Areva c’est fini. En tout cas le rêve d’Anne Lauvergeon (Normale sup, Mines) de faire de l’entreprise qu’elle dirige un acteur majeur de la filière nucléaire dans le monde s’est envolé avec la perte du contrat, estimé à 20 milliards d’euros, en Abou Dhabi, au bénéfice d’un consortium sud-coréen, Korean Electric Power Corporation (Kepco).
Partant du combustible nucléaire, elle se proposait de construire une offre globale en passant par la maîtrise de la construction des centrales, le transport et la distribution de l’électricité. Le 1er décembre, Anne Lauvergeon était contrainte de céder au tandem franco-français
Alstom-Schneider Electric, sa filiale
Transmission & Distribution. Deux couleuvres en une. Elle refusait, la vente et aurait privilégié une autre offre, celle venant de Toshiba ou celle avancée par General Electric. Tout sauf le renforcement d’un rival en France.
L’échec abou-dhabien ouvre la perspective à la reconstruction de la filière nucléaire française sous la direction de Nicolas Sarkozy avec deux patrons très proches dans le rôle des solistes. Henri Proglio, pdg d’EDF et président non exécutif de Veolia, et Patrick Kron, pdg d’Alstom, deux proches qui figuraient parmi les invités du Fouquet’s au soirt du 6 mai 2007. Ils seront à la manœuvre dans les semaines à venir.
Le schéma est prêt et devrait se mettre en place rapidement. Il faut distinguer cinq domaines de compétences: le combustible, l’ingénierie, les équipements qui entrent dans la construction d’une centrale, l’exploitation et les équipements qui permettent de connecter la centrale au réseau. Areva, née de la fusion de la Cogema (combustible), de CEA Industrie (ingénierie) et de Framatome (conception et construction de centrale) pouvait prétendre à bâtir une offre complète, à l’exception de l’exploitation confiée à EDF. Ce dernier n’avait à priori pas beaucoup d’atouts dans son jeu. L’un des premiers exploitants de centrales nucléaires dans le monde pouvait bien développer des activités d’ingénierie, il arrivait en bout de chaîne.
La France revient donc a une culture étatique : le
colbertisme ou le
pompidolisme. L’Etat décide et organise l’industrie tricolore face au reste du monde. On pourra toujours parler de libéralisme ou d’ultralibéralisme, cela n’a rien à voir à l’affaire ou avec les affaires. Elles sont supposées trop sérieuses pour être abandonnées à des industriels.

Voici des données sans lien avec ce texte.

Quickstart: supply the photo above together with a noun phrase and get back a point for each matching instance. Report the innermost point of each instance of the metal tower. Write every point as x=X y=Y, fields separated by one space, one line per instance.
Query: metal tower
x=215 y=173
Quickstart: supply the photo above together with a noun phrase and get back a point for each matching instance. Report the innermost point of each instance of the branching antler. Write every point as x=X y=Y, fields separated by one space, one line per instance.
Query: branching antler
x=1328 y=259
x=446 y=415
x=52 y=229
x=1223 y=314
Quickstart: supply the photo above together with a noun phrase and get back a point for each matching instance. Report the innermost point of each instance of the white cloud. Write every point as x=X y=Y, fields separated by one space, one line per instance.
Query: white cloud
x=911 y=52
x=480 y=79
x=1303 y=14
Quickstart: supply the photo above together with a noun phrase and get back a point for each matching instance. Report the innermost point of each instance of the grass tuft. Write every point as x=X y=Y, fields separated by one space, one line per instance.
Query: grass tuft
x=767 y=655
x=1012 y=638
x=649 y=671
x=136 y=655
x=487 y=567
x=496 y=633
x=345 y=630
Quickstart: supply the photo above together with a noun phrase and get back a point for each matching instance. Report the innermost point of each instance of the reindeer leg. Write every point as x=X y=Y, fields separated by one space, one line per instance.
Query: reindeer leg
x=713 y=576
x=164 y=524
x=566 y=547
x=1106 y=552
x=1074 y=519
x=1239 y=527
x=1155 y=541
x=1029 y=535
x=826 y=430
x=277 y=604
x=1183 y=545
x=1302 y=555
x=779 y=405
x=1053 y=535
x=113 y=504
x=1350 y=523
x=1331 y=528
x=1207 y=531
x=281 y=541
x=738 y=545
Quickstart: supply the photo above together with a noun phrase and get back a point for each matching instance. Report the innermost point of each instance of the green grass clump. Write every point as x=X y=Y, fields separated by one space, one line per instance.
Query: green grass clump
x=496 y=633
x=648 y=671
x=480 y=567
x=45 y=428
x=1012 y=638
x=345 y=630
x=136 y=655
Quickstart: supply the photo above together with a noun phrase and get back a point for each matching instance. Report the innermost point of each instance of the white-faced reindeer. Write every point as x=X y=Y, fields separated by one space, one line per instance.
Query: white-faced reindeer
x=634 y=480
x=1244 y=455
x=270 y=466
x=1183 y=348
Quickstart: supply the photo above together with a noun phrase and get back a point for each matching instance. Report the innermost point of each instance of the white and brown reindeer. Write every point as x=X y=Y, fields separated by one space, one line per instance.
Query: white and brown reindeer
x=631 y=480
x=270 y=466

Sur ce point, les syndicats, et notamment l’omniprésente CGT-EDF, n’a rien à redire.
L’Elysée devrait donc délimiter les frontières et chacun devra s’y conformer. A Alstom les équipements (turbines) dans la centrale et à la sortie avec T&D. A EDF l’exploitation et l’ingénierie en coordination étroite avec Areva. Ce dernier pouvant conserver une complète maîtrise du combustible…de l’approvisionnement au traitement. Cela s’appelle un démantèlement. Pour écrire le scénario, Nicolas Sarkozy a confié une mission d’étude à François Roussely. L’ancien patron d’EDF (1998-2004) apparaît d’ailleurs comme un proche d’Henri Proglio qui déclarait récemment aux Echos (18/11/09): « Mon ambition est d’avoir une filière nucléaire française qui fonctionne. Cela implique qu’on repense toute la filière, en particulier les rôles d’Areva et du CEA. » Le patron d’EDF insistait pour les mal comprenants que la fusion Cogema et de Framatom pour créer Areva était “probablement une erreur.”
Le corps des Mines pourra se consoler de la perte d’influence d’Anne Lauvergeon, longtemps couvée du regard par ces les mineurs, Patrick Kron, X Mines servira de relais pour rassurer ceux qui s’inquiètent de voir un HEC, Henri Proglio, patron de la filière nucléaire. A propos d’inquiets il faudra faire les choses discrètement vis-à-vis de Bruxelles. Cela fait désordre quand
Le Monde: “L’Elysée décide qu’Areva T&D restera français”.